Cara Membangun Rumah yang Tahan Gempa Bumi

Membangun rumah sebaiknya perlu memperhatikan sejumlah aspek penting didalamnya dalam menghadapi bencana alam sehinga perlu membangun rumah yang tahan gempa bumi.

oleh Yanuar H diperbarui 15 Okt 2024, 10:00 WIB
Diterbitkan 15 Okt 2024, 10:00 WIB
Kementerian Pekerjaan Umum dan Perumahan Rakyat (PUPR)
Kementerian Pekerjaan Umum dan Perumahan Rakyat (PUPR) merelokasi hunian warga terdampak gempa Cianjur ke rumah tahan gempa, yakni rumah instan sederhana sehat (Risha) senilai Rp 150 juta per unit. (Dok Kementerian PUPR)

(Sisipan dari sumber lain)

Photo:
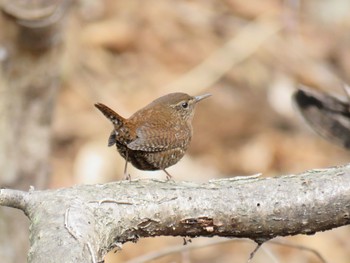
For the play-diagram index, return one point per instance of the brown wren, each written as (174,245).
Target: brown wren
(156,136)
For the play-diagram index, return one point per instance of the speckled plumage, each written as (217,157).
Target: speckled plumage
(156,136)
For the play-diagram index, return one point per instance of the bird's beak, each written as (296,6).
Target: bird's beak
(201,97)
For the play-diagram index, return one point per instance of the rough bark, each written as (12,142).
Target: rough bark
(82,223)
(29,78)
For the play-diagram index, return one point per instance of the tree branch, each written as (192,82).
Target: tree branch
(82,223)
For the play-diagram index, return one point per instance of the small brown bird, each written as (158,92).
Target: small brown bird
(158,135)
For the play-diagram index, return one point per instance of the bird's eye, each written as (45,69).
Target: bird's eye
(184,105)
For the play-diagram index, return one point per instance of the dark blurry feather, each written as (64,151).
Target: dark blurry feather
(327,115)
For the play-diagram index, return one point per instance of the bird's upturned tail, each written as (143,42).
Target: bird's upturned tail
(115,118)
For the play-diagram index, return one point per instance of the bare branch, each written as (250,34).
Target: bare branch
(102,216)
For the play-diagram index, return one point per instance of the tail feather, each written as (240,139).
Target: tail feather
(110,114)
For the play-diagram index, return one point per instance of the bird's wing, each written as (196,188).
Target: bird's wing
(153,139)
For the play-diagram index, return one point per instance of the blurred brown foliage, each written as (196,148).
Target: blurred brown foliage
(127,53)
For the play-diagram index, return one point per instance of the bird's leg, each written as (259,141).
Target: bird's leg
(126,175)
(168,176)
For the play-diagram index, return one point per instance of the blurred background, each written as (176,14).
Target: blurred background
(250,55)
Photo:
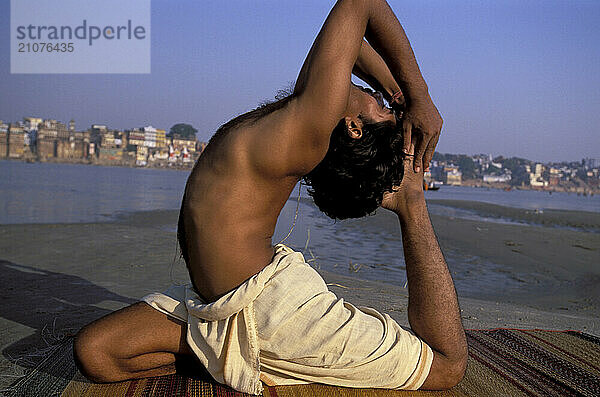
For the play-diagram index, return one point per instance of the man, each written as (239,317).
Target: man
(257,312)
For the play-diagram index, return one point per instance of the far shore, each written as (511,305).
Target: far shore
(476,183)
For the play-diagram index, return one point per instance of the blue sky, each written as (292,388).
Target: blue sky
(517,78)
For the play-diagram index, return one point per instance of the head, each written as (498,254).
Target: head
(363,161)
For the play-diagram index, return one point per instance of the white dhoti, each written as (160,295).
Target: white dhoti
(284,327)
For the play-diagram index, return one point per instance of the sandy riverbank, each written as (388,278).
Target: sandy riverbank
(58,277)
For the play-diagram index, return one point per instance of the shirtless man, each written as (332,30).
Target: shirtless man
(247,172)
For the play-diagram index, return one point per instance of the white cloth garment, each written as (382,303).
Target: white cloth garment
(283,326)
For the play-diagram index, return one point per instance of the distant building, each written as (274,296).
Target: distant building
(16,141)
(497,178)
(135,137)
(589,163)
(451,175)
(3,139)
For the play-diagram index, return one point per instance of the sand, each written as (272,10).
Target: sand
(58,277)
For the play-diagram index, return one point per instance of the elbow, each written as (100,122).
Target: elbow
(446,371)
(456,371)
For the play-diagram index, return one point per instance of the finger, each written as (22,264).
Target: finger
(419,152)
(407,130)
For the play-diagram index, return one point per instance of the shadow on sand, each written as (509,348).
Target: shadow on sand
(54,305)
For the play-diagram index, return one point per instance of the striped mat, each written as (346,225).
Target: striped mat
(502,362)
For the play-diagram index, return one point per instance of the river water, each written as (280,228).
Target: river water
(367,248)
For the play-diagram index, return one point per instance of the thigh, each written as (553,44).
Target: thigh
(138,329)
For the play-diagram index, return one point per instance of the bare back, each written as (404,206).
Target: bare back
(230,218)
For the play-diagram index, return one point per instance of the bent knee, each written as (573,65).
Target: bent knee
(92,357)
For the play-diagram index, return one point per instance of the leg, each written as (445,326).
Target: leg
(135,342)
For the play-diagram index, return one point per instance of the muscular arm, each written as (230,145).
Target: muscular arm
(372,68)
(323,85)
(433,310)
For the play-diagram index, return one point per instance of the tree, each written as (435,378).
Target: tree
(183,130)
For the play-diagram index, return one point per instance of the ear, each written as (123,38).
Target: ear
(354,127)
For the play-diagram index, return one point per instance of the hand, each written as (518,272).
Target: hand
(422,125)
(410,190)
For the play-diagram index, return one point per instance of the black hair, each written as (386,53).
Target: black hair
(350,180)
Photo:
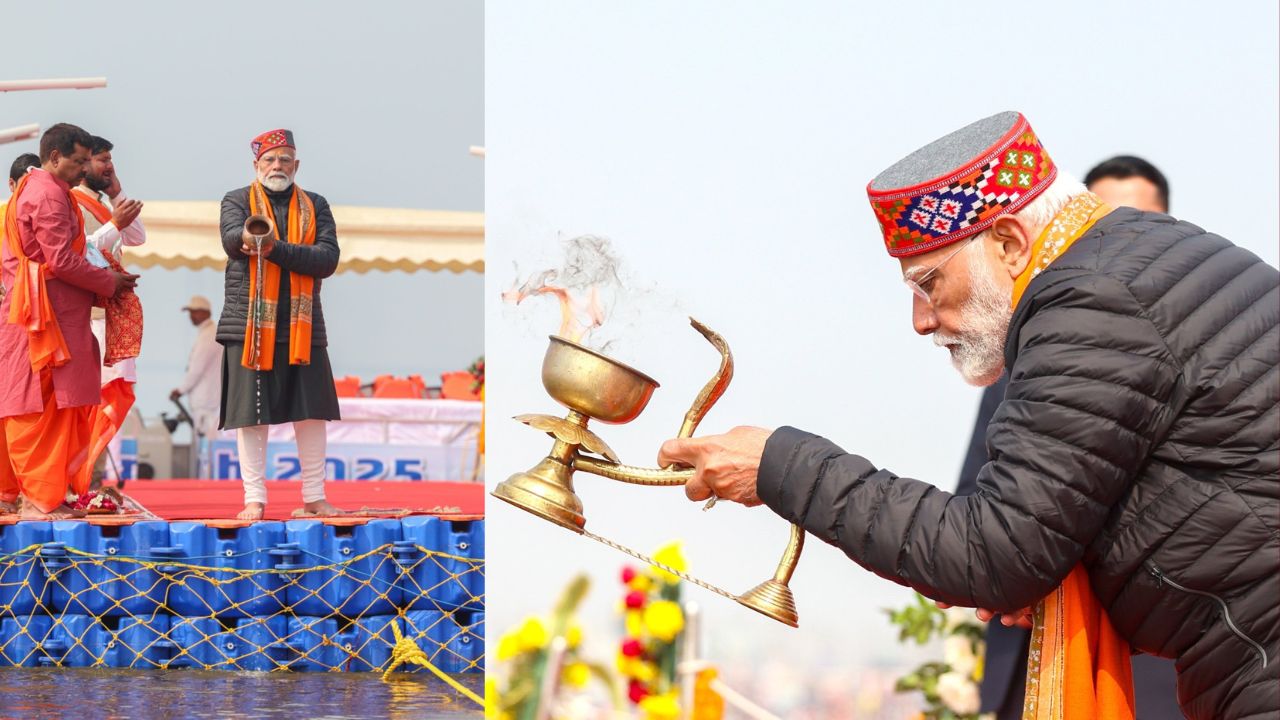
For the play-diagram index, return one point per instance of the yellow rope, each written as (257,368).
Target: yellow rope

Liputan6.com, Yogyakarta - Indonesia ada dalam pertemuan tiga lempeng tektonik dan berisiko terjadinya gempa bumi yang dapat datang kapan saja. Kepala Balai Bahan dan Struktur Bangunan Gedung (BBSBG), Kementerian PUPR RI, Ferri Eka Putra mengatakan ada sejumlah kriteria yang perlu diperhatikan dalam membangun rumah tahan gempa bumi.

“Hal ini dimulai dengan memperhatikan bahan-bahan dan struktur yang akan digunakan saat membangun rumah,” jelas Ferri dalam talkshow bertajuk “Rumah Sederhana untuk Mendukung Infrastruktur Tangguh Bencana” di Gelanggang Inovasi dan Kreativitas (GIK) UGM pada Kamis 10 Oktober 2024.

Ferri mengatakan rumah yang tidak tahan bencana salah satu kerusakan terlihat adalah kolom rumah ambruk dan dinding retak bahkan roboh. Kondisi rumah seperti ini karena proses konstruksi yang tidak sesuai dengan standar keamanan.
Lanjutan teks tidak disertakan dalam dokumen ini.